We will in turn discuss design methods (Sect. 3.1) and tools (Sect. 3.2).

3.1 A Design Recipe for Writing Specifications

One of the challenges every author faces is the “blank page syndrome” [9]: given a problem statement, they must fill a blank page (or editor) with magical incantations that match the given statement. For many students, this can be a daunting and even overwhelming experience; ones for whom it is not are sometimes merely overconfident in their abilities.

However, in other design disciplines—from electrical engineering to building architecture—designers produce not just one final artifact but a series of intermediate artifacts, using a range of representations with distinct viewpoints that hide some aspects and make others salient.

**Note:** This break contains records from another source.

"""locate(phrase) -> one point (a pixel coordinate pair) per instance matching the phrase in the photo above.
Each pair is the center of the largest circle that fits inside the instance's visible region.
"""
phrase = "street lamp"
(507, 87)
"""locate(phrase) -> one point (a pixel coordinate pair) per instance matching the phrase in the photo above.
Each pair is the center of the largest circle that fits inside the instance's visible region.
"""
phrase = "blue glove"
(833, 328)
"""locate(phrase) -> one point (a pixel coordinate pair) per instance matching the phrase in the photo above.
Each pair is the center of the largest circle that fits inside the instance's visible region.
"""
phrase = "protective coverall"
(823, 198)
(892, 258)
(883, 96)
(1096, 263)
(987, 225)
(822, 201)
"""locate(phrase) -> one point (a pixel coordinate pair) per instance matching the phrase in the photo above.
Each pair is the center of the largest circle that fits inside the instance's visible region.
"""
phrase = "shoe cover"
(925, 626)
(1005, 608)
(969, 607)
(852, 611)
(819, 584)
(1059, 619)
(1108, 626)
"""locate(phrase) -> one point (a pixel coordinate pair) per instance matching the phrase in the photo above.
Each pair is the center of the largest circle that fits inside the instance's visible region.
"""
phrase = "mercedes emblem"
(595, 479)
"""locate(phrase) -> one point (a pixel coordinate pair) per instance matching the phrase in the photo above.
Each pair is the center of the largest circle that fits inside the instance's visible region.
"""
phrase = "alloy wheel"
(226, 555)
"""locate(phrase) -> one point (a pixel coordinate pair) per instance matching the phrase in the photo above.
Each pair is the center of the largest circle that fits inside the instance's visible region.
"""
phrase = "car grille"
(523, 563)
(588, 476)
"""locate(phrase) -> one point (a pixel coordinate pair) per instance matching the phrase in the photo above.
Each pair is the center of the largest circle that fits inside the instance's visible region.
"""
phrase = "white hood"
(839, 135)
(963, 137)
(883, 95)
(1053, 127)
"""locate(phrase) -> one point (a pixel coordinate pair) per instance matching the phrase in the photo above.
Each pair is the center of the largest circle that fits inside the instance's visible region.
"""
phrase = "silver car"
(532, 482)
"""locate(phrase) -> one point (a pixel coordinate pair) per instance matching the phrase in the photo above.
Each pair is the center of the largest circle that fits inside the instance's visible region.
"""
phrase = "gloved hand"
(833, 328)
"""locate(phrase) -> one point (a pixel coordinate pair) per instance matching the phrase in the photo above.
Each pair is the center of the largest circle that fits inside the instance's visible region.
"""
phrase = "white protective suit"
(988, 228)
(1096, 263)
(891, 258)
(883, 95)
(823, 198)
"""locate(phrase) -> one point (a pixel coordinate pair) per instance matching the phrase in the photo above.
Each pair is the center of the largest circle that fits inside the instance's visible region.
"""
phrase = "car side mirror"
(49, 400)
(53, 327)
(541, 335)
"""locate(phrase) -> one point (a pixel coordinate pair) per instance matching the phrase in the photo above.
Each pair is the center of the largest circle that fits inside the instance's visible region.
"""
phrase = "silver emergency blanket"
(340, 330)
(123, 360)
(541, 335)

What might that look like in our discipline?

One answer is provided by How to Design Programs [9], which breaks down the programming process into a series of steps called the Design Recipe. These steps incrementally build towards a solution, alternating abstract and concrete steps that build on previous ones. For programming, these steps are:

  1. 1.

    Data definitions: translating what is given in the problem statement into abstract descriptions for the computer system.

  2. 2.

    Data examples: constructing examples of each data definition to ensure the student understands it, has created a well-formed definition, and can cover the cases the problem demands.

  3. 3.

    Function outline: translating the function expected in the problem into an abstract computational representation, including type signatures, purpose statements, and a function header.

  4. 4.

    Function examples: constructing input-output examples of the function’s use, using the data examples and the function outline components. These ensure the student actually understands the problem before they start working on it. These are usually written using the syntax of test cases, so they can eventually be run against the final function, but they are conceptually different: they represent exploration and understanding of the problem.

  5. 5.

    Function template: Using the data definition and function outline to create a skeleton of the body based purely on the structure of the data.

  6. 6.

    Function definition: Filling in the template to match the specific function definition, using the examples as a guide.

  7. 7.

    Testing: Constructing tests based on the chosen implementation strategy, checking for implementation-specific invariants. The goal of tests, in contrast to function examples, is to falsify the purported implementation.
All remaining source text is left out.